Además, su equipo legal insiste en que su colaboración debe ser considerada como una atenuante “muy cualificada”. Si el tribunal acepta esta argumentación y Aldama reconoce los hechos que se le imputan, su condena podría reducirse de 7 a 3 años y 6 meses. Esta rebaja, sumada a posibles modificaciones en la calificación de los delitos, podría incluso evitar que tenga que ingresar en prisión.

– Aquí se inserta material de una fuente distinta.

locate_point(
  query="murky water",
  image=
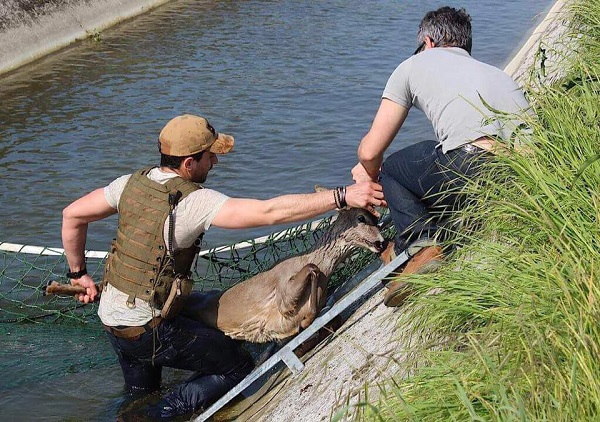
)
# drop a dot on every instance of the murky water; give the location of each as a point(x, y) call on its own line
point(297, 83)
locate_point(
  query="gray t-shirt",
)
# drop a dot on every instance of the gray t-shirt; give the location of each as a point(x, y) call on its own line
point(193, 216)
point(447, 84)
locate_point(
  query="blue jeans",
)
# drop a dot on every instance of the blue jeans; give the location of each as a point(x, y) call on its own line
point(219, 363)
point(422, 185)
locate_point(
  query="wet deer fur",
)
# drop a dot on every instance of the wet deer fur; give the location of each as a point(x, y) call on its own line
point(277, 303)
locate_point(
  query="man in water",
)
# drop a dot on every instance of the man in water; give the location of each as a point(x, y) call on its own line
point(163, 212)
point(457, 93)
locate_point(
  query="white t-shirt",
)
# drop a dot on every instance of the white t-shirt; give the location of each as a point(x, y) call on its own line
point(193, 216)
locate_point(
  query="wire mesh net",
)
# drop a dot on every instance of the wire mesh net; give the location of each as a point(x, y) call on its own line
point(25, 271)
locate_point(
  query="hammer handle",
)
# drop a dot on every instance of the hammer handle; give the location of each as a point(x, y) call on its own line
point(60, 289)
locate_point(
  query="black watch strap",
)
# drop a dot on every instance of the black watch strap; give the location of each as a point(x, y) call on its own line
point(77, 274)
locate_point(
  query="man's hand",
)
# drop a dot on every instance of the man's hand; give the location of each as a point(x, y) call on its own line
point(90, 287)
point(366, 195)
point(359, 174)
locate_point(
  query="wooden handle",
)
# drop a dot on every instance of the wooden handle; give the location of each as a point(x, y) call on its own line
point(60, 289)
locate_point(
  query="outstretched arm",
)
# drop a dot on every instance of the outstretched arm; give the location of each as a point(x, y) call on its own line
point(76, 217)
point(387, 123)
point(238, 213)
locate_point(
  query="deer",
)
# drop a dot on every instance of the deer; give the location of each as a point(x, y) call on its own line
point(277, 303)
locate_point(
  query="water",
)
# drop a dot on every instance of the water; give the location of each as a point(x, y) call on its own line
point(297, 84)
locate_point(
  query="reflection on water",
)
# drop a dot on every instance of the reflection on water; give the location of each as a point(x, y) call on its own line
point(297, 84)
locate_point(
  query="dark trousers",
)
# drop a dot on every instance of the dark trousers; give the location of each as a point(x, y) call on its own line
point(218, 362)
point(422, 185)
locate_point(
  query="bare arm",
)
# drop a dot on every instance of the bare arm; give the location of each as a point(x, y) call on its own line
point(239, 213)
point(76, 217)
point(387, 123)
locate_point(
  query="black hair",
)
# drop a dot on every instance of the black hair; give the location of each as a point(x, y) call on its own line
point(447, 27)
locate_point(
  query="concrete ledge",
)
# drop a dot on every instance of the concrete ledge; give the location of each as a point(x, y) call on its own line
point(59, 28)
point(547, 32)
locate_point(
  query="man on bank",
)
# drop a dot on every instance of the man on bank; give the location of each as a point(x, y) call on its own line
point(457, 93)
point(163, 212)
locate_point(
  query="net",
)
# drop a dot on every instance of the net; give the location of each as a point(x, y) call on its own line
point(26, 270)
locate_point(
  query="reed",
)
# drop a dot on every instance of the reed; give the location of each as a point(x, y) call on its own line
point(513, 333)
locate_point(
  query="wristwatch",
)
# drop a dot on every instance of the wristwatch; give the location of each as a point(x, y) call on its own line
point(76, 274)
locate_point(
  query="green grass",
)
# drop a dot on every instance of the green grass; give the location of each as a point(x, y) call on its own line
point(515, 332)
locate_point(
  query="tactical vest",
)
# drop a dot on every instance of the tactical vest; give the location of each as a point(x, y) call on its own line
point(138, 263)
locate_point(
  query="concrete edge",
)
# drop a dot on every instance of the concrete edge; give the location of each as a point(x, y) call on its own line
point(50, 33)
point(526, 51)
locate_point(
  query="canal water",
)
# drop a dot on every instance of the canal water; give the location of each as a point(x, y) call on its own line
point(297, 83)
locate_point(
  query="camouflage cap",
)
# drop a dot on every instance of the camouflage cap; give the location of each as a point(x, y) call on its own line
point(188, 134)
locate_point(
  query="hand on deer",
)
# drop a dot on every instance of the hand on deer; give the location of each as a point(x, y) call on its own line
point(360, 174)
point(367, 195)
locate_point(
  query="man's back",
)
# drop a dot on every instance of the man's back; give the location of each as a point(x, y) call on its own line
point(446, 83)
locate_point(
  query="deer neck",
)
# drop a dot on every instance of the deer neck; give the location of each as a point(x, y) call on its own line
point(328, 255)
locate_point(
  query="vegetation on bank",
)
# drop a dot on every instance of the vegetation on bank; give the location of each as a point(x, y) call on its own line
point(516, 320)
point(18, 12)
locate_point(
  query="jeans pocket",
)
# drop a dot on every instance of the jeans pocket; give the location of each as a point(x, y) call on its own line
point(428, 178)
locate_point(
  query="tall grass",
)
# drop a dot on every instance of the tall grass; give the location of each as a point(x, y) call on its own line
point(514, 333)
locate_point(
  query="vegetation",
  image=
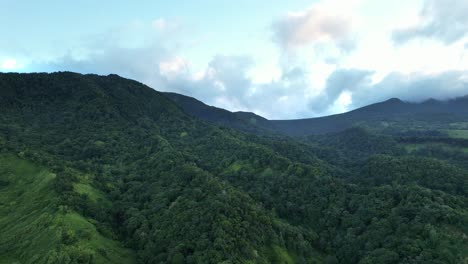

Las defensas de Ábalos y Koldo García: recursos de nulidad y maniobras procesales

Por su parte, las defensas de José Luis Ábalos y Koldo García están centradas en presentar múltiples recursos de nulidad que podrían afectar el desarrollo del juicio. La abogada Leticia de la Hoz, que representa a Koldo García, ha presentado al menos diez motivos de nulidad, algunos de los cuales, de ser aceptados, también beneficiarían a Ábalos. Estas maniobras procesales buscan cuestionar la validez de pruebas o actuaciones policiales, lo que podría alterar el curso del proceso.

El frente político: amenazas sobre la financiación del PSOE

  • Víctor de Aldama ha intensificado su presión no solo ante el tribunal, sino también contra el PSOE. Durante su última comparecencia judicial, el empresario confirmó ante el fiscal Luis Pastor que Delcy Rodríguez, alta funcionaria venezolana, le entregó un sobre relacionado con presuntas irregularidades en la financiación del PSOE y de la Internacional Socialista, organización de la que Pedro Sánchez es presidente.
  • Aunque el sobre no fue hallado durante los registros de la Guardia Civil, Aldama insiste en que posee pruebas adicionales. Tras salir de prisión, fue seguido por investigadores hasta una reunión con su socio Alberto Escolano, quien supuestamente le entregó un documento que las fuerzas de seguridad vinculan con PDVSA, la petrolera estatal venezolana.
  • En varias entrevistas, Aldama ha advertido que tiene más información comprometedora, incluyendo supuestos beneficios ilícitos del expresidente José Luis Rodríguez Zapatero derivados de sus contactos con el régimen venezolano. También ha apuntado a un interés de Zapatero en que el Gobierno de Sánchez aprobara el rescate de Plus Ultra, empresa ahora investigada por blanqueo de capitales con origen en Venezuela.

Estos nuevos elementos añaden una dimensión política al caso, ampliando el foco más allá de los hechos de corrupción directamente investigados. Las declaraciones de Aldama apuntan a una red de influencias y favores que conectaría a altos cargos del PSOE con intereses venezolanos, convirtiendo su cooperación en una pieza clave no solo para su defensa, sino también para posibles derivaciones judiciales contra el partido.

Con el juicio a la vuelta de la esquina, todos los actores implicados juegan sus últimas fichas. Mientras Aldama negocia su libertad desde una posición de colaborador, los exaltos cargos políticos intentan desmontar la acusación con recursos procesales. El Supremo tendrá ahora la última palabra sobre si estos movimientos son suficientes para alterar el curso de un caso que ya trasciende lo judicial y se adentra en el corazón del debate político nacional.